Contribution long abstract:
Indigenous leaders and intellectuals in Ecuador have engaged with Marxism for a hundred years, beginning with the founding figures of the modern Indigenous movement and continuing until today. During this time, they have developed a political praxis that combines an emphasis on class struggle and contesting state power with the assertion of community autonomy, self-governance, and collective rights, as well as the defence of peasant agriculture and nature against extractivism. This praxis has allowed the Indigenous movement to make common cause with other subaltern groups and position itself as a champion of popular interests, while advancing a critique of capitalist exploitation and the defence and affirmation of the common and collective. While distinct from most orthodox traditions of Marxist politics, the theory and praxis of the Indigenous movement in Ecuador resonates in significant ways with Marx's later writings on ecology, peasant communities, and colonialism, uncovered by recent scholarship on Marx’s archive. I will argue that these points of convergence reflect important truths grasped independently by both the mature Marx and Indigenous intellectuals, and advance some suggestions for how they might inform a politics of the common in the face of the contemporary capitalism’s challenges to collective life.

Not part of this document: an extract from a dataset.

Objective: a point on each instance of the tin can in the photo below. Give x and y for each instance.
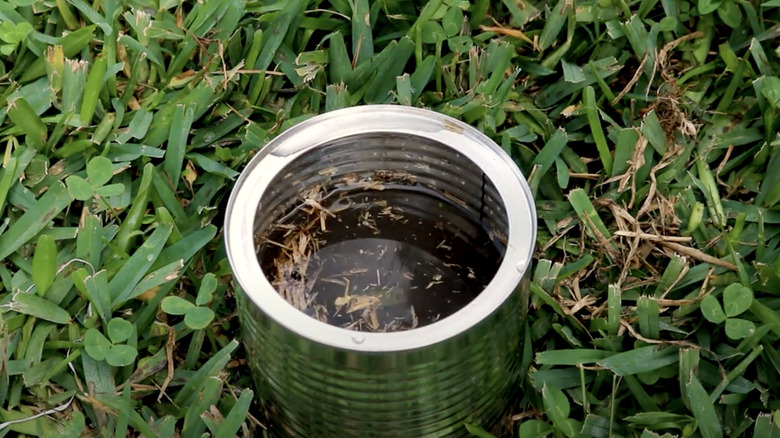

Contribution short abstract:
My talk argues for the great use value of an anthropological Marxism focused on 'webs of life', relations of social reproduction, contradictions, and shifting 'regimes of value'; posing this against the idealist 'webs of meaning' that continue to dominate the discipline and its research agenda.
Contribution long abstract:
In an age of the hyper politics of identity and the public struggle between liberal moralisms and populist nationalisms, an updated and interdisciplinary Marxist anthropology grounded in relational realism can be of great use value, politically and analytically. If neoliberalism represented 'the counter revolution of capital' (David Harvey), progressive neoliberalism (Nancy Fraser) offered a series of 'cultural turns' that celebrated cultural diversity and intersectionalism while leaving 'living labor and lived social reproduction' up for grabs, politically and intellectually. Anthropologies of labor and class, and a new economic anthropology and anthropological political economy have emerged in the last twenty years to bring the 'lived' struggle for social reproduction back into focus. But they have been cautious in openly calling themselves Marxist, while some Left feminist perspectives in anthropology ('feminist substantivists') keep being openly hostile to Marxism and imagine they can deal with social reproduction without the contradictions of class and value that Marxism is centrally about. I will argue that this is nonsensical and self-defeating and that we need a Marxist anthropology of uneven and combined development (rather than 'difference'), of capitalism as a form of society rather than just an economy, with a focus on regimes of value, in particular on use value. I will illustrate this with a Marxist anthropological account of the rise of the revanchist and 'sovereigntist' Right in the Global North, and its emerging antinomies.